/nebulagraph-yelp-frauddetection

yelp-frauddetection dataset in CSV for NebulaGraph

Primary LanguagePythonApache License 2.0Apache-2.0

Dataset Intro

This data set was introduced by Dou et al. in Enhancing Graph Neural Network-based Fraud Detectors against Camouflaged Fraudsters.
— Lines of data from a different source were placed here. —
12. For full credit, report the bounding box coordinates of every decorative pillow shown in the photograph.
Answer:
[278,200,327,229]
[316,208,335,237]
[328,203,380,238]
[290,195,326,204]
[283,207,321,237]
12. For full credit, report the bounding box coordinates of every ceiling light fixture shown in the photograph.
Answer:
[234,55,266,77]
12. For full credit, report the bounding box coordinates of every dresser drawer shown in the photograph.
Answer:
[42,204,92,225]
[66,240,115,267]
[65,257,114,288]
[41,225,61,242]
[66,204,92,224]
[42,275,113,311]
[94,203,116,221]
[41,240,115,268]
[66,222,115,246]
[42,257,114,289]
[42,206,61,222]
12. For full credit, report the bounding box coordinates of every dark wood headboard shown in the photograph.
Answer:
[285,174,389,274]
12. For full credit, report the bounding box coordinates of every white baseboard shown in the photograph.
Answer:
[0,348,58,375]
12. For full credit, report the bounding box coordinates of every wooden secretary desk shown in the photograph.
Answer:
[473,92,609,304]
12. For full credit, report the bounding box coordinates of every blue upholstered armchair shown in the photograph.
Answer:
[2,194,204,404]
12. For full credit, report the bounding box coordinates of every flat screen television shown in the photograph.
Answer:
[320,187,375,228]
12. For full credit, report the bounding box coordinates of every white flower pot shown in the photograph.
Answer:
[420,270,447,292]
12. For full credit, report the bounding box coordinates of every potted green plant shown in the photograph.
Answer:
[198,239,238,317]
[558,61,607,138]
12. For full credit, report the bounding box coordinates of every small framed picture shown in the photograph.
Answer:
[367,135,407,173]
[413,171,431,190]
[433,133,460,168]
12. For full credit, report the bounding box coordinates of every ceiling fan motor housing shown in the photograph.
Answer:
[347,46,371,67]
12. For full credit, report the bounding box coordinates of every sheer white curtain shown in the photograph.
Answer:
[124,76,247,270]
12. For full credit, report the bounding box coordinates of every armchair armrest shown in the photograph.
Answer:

The data and paper's code could be found here, and here I cheated during the processing of data by leveraging dgl to convert ajacency matrix to edgelist, and nodes with features & label.

Schema of the data:

  • vertices: Yelp Reviews, with label(is_fruad) as a property and 32 normalized features as properties.
  • edges: Relationship between reviews without property.
    • R-U-R: shares_user_with
    • R-S-R: shares_restaurant_rating_with
    • R-T-R: shares_restaurant_in_one_month_with

Download and convert data into CSV

python3 -m pip install -r requirements.txt
python3 data_download.py
ls -l data/*.csv

Generated files:

$ ls data/*.csv
$

net_rsr.csv  net_rtr.csv  net_rur.csv  vertices.csv

Import data into NebulaGraph

Assuming that we boostrap a NebulaGraph with Nebula-UP.

docker run --rm -ti \
    --network=nebula-net \
    -v ${PWD}/yelp_nebulagraph_importer.yaml:/root/importer.yaml \
    -v ${PWD}/data:/root \
    vesoft/nebula-importer:v3.1.0 \
    --config /root/importer.yaml

After it's imported, we could query the stats of the graph:

~/.nebula-up/console.sh -e "USE yelp; SHOW STATS"

It should be like this:

(root@nebula) [(none)]> USE yelp; SHOW STATS
+---------+---------------------------------------+---------+
| Type    | Name                                  | Count   |
+---------+---------------------------------------+---------+
| "Tag"   | "review"                              | 45954   |
| "Edge"  | "shares_restaurant_in_one_month_with" | 1147232 |
| "Edge"  | "shares_restaurant_rating_with"       | 6805486 |
| "Edge"  | "shares_user_with"                    | 98630   |
| "Space" | "vertices"                            | 45954   |
| "Space" | "edges"                               | 8051348 |
+---------+---------------------------------------+---------+
Got 6 rows (time spent 1911/4488 us)

NebulaGraph DGL Integration

I know I don't have to do this as we have it in DGL dataset already, this is just a demo of how to use NebulaGraph with DGL.

In [1]:
from nebula_dgl import NebulaLoader

nebula_config = {
    "graph_hosts": [
                ('graphd', 9669),
                ('graphd1', 9669),
                ('graphd2', 9669)
            ],
    "user": "root",
    "password": "nebula",
}

with open('nebulagraph_yelp_dgl_mapper.yaml', 'r') as f:
    feature_mapper = yaml.safe_load(f)

nebula_loader = NebulaLoader(nebula_config, feature_mapper)

g = nebula_loader.load()

# This will take a while

In [2]: g
Out[2]:
Graph(num_nodes={'review': 45954},
      num_edges={('review', 'shares_restaurant_in_one_month_with', 'review'): 1147232, ('review', 'shares_restaurant_rating_with', 'review'): 6805486, ('review', 'shares_user_with', 'review'): 98630},
      metagraph=[('review', 'review', 'shares_restaurant_in_one_month_with'), ('review', 'review', 'shares_restaurant_rating_with'), ('review', 'review', 'shares_user_with')])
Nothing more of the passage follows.